We have identified 10 common problems which teams often encounter. So be proactive. Whichever of these you face, address them to ensure your team is as successful as it can be.
Lack of trust
Trust is crucial to teamwork, and it is hard to trust someone you don’t know. Team members must spend time together and get to know each other if there is to be a sense of cohesion.
Conflict and tension
Conflict, a difference of opinion, can be healthy, and if carefully managed, can trigger useful debates.
Different opinions are no bad thing. It’s how we handle them that makes a difference. We can look for the creative power in the different views and use it to find better solutions.
Not sharing information
Knowledge is not power, until it is shared. Effective teams share regularly and generously for the benefit of everyone. This allows the whole team’s capabilities to grow and gives the team more power.
Low employee engagement
Less than 20 per cent of people are fully engaged at work. This is a massive waste of resources, and of employees’ time. The key to engagement is keeping staff involved. When involved, it is impossible to stay detached.
Lack of transparency
Transparency is becoming the expected norm in business. The same goes for teams; they want to see what other teams do, and managers should provide them with the opportunity.

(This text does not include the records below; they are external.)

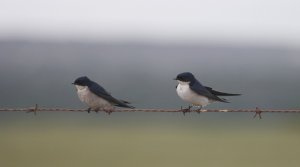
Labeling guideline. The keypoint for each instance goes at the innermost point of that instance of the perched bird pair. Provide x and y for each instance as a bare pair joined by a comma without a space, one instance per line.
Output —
188,89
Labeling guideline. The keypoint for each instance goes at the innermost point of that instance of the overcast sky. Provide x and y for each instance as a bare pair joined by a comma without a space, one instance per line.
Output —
271,21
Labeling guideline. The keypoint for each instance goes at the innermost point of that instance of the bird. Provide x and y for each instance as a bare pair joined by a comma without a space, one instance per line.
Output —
192,91
96,97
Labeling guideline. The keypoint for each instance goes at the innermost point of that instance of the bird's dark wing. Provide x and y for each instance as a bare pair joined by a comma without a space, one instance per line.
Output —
101,92
217,93
201,90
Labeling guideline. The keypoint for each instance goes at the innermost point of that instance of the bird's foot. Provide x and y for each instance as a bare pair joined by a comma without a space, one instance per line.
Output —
89,110
185,110
108,111
199,110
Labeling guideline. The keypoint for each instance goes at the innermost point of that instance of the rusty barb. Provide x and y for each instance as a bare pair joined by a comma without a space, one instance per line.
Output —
257,110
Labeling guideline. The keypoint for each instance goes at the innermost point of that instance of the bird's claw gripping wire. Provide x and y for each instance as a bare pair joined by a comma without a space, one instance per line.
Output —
257,113
185,110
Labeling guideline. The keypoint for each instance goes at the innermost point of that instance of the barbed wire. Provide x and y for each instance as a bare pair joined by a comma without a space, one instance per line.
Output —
257,110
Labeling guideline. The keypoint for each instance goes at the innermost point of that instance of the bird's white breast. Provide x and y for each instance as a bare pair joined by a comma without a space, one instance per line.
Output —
92,100
185,93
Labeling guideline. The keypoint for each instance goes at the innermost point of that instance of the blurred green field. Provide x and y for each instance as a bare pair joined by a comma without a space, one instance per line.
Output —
48,144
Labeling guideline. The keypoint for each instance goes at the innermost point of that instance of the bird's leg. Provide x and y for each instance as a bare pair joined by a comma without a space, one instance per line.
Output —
108,110
199,110
185,110
89,110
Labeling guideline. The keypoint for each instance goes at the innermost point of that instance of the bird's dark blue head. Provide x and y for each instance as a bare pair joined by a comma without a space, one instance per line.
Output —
82,81
185,77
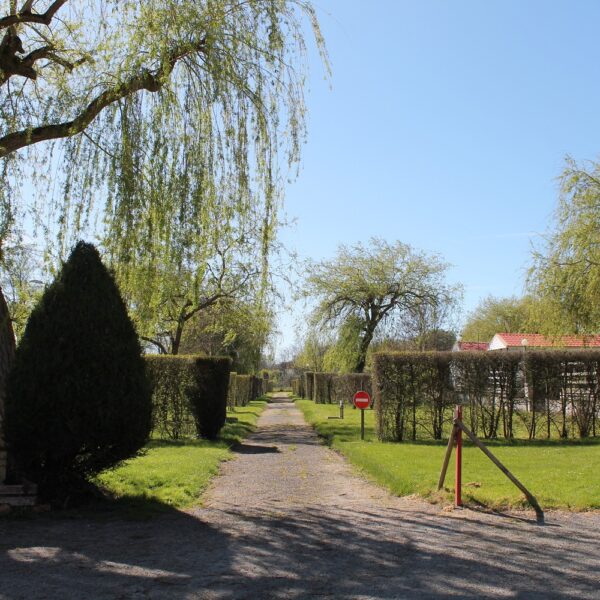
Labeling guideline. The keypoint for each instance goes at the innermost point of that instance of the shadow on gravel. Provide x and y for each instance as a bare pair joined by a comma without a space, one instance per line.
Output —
303,553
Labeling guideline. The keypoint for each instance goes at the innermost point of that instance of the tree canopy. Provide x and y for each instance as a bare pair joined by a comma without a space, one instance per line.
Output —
371,287
161,127
565,274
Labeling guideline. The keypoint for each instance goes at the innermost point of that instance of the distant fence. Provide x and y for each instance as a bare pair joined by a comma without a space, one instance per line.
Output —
543,394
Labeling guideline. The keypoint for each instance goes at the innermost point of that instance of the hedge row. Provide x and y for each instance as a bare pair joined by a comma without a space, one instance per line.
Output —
189,395
343,387
548,393
298,387
309,384
322,388
245,388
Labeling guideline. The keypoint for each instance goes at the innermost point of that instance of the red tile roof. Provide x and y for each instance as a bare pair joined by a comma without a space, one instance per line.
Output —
465,346
536,340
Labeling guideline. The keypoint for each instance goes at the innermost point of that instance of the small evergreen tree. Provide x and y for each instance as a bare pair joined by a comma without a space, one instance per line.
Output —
78,399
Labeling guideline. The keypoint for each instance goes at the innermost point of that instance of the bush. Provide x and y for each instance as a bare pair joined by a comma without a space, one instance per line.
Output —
343,387
553,392
309,385
232,391
322,388
171,381
257,387
563,388
243,390
404,383
189,394
78,399
209,397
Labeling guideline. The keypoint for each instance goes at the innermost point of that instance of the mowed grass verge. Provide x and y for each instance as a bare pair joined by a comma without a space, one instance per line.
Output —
561,474
174,473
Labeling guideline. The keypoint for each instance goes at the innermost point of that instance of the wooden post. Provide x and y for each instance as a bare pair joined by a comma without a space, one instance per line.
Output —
458,471
447,457
530,497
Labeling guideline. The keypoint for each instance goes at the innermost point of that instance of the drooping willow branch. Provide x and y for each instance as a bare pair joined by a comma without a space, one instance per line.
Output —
147,80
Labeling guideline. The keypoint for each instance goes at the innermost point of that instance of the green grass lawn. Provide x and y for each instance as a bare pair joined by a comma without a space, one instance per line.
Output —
174,473
561,474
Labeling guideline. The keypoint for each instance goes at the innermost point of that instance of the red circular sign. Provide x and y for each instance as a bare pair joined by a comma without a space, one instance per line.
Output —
362,400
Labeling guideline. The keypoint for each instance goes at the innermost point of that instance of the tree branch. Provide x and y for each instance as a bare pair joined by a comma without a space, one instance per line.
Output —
151,82
26,16
158,344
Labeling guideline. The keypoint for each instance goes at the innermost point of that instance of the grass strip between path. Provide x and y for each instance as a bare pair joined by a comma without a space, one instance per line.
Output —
561,474
174,473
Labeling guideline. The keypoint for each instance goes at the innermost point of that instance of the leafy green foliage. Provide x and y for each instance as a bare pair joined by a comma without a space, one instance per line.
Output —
368,288
78,398
545,467
502,315
566,274
186,390
545,393
175,473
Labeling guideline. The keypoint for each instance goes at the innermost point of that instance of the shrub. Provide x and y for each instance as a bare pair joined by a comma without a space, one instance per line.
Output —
243,389
78,399
322,388
171,381
309,385
257,387
189,394
232,391
343,387
209,395
554,391
296,387
406,381
563,388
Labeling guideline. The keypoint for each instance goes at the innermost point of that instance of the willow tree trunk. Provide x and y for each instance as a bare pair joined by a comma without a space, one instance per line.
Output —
7,354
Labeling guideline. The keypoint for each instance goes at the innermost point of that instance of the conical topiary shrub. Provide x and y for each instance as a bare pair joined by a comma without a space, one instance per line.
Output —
78,400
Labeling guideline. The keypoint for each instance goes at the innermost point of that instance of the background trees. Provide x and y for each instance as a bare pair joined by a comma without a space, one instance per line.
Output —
367,288
565,275
172,119
78,399
496,315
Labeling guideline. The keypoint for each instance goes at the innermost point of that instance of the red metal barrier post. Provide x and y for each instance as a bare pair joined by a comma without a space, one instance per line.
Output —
362,401
458,476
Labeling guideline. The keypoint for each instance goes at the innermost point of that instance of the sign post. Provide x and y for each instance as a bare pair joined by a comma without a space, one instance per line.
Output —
458,475
362,400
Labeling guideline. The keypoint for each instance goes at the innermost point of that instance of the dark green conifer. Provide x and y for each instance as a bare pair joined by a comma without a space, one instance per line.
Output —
78,399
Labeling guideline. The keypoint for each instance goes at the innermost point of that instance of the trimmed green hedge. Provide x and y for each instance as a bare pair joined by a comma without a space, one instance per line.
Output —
322,388
550,393
309,385
343,387
188,391
244,388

Lack of long-term thinking
Long-term success requires long-term thinking. Businesses have to look beyond the urgent, take a holistic view, and see how all the parts fit together.
In teams it’s about considering the impact of actions and behaviours – on each other, customers and financial results.
Every team has a brand and reputation. A large part of that is driven by how well the team delivers on expectations and promises. Everyone needs to take responsibility for their role in creating the perception of the team. This includes both what is delivered and how.
Not managing change well
Change is inevitable. All organisations go through change continuously. But it slows people down and creates uncertainty.
Be proactive about how the change is handled; talk about it in a constructive way, get clarifications, find solutions to make the change work.
Silo working is a reality for many teams. Working together in earnest is making the most of the fact that you are a team.
Honour your time and efforts by seeing yourself as a full time member of the team, not just an individual contributor. Look out for each other and help each other succeed.
Unless your team is all going in the same direction, you are effectively pulling the potential of the team apart. To walk in the same direction, spend time clarifying what you are contributing to (vision) and why (purpose).
Keep in mind that visions need to be compelling, and purposes meaningful.